Methods: Data were collected from a large, non-clinical sample of male survivors (N=487) who were recruited through several national survivor organizations. Participants ranged in age from 19 to 84 years (mean = 50 years) and completed an anonymous, online survey, which included a standardized, 25-item measure of mental distress (symptom count of anxiety, depression, and somatization). After generating descriptive and bivariate statistics, hierarchical regression analyses (i.e., ordinary least squares) were sequentially conducted with four models by entering clusters of predictor variables: control variables (e.g., demographic background, childhood environment, levels of adult stressors), CSA characteristics (e.g., duration, penetration, number of abusers), disclosure (disclosed within one year, helpfulness of response), and discussion (e.g., had an in-depth discussion, years until discussion). Diagnostic tests conducted prior to inferential testing found that assumptions were met for multivariate statistical analyses; there was very little missing data (i.e., < 3%).
Results: Overall, models explained between 24-28% of the variance in the dependent variable (mental distress). The final model was significant (F (12, 435) = 15.379, p < 0.001). Early disclosure (β= -0.117, p = 0.006), helpful response to first disclosure (β = -0.113, p = 0.008), having an in-depth discussion (β = -0.085, p = 0.036), and age (β = -0.212, p < 0.001) were significant protective factors. Years until in-depth discussion (β = 0.102, p = 0.029) and level of current stressors (β = 0.367, p < 0.001) were also related to mental distress. None of the CSA severity or race/ethnicity variables reached significance.

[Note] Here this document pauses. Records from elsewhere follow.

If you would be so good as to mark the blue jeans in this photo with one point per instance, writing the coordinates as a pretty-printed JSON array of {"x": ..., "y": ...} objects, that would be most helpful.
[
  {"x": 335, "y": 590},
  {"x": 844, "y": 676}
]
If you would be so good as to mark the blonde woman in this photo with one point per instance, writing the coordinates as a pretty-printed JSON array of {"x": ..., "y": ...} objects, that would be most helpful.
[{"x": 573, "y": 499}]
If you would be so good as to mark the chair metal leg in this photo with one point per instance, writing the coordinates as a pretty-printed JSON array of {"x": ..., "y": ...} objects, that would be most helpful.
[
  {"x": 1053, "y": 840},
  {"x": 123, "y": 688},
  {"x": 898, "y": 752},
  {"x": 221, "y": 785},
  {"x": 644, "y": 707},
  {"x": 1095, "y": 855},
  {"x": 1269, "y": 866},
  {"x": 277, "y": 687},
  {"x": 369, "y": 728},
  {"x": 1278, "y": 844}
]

Conclusions and Implications: Results support conventional wisdom underlying secondary prevention programs and theoretical models of recovery; disclosing early (i.e., reporting or telling within one year of CSA) promotes mental health in adulthood for men. Beyond telling, this investigation was one of the first non-clinical studies of male survivors that found protective effects of other disclosure variables (i.e., helpful response, in-depth discussion) for men’s health. Public health programs should continue to promote early disclosure for boys; family members and professionals (i.e., child protective workers, clinical providers) should increase opportunities for boys/men to process abuse through in-depth conversations, especially in minority communities with less access to services. Future research should explore facilitators of disclosure, including what male survivors describe as helpful responses.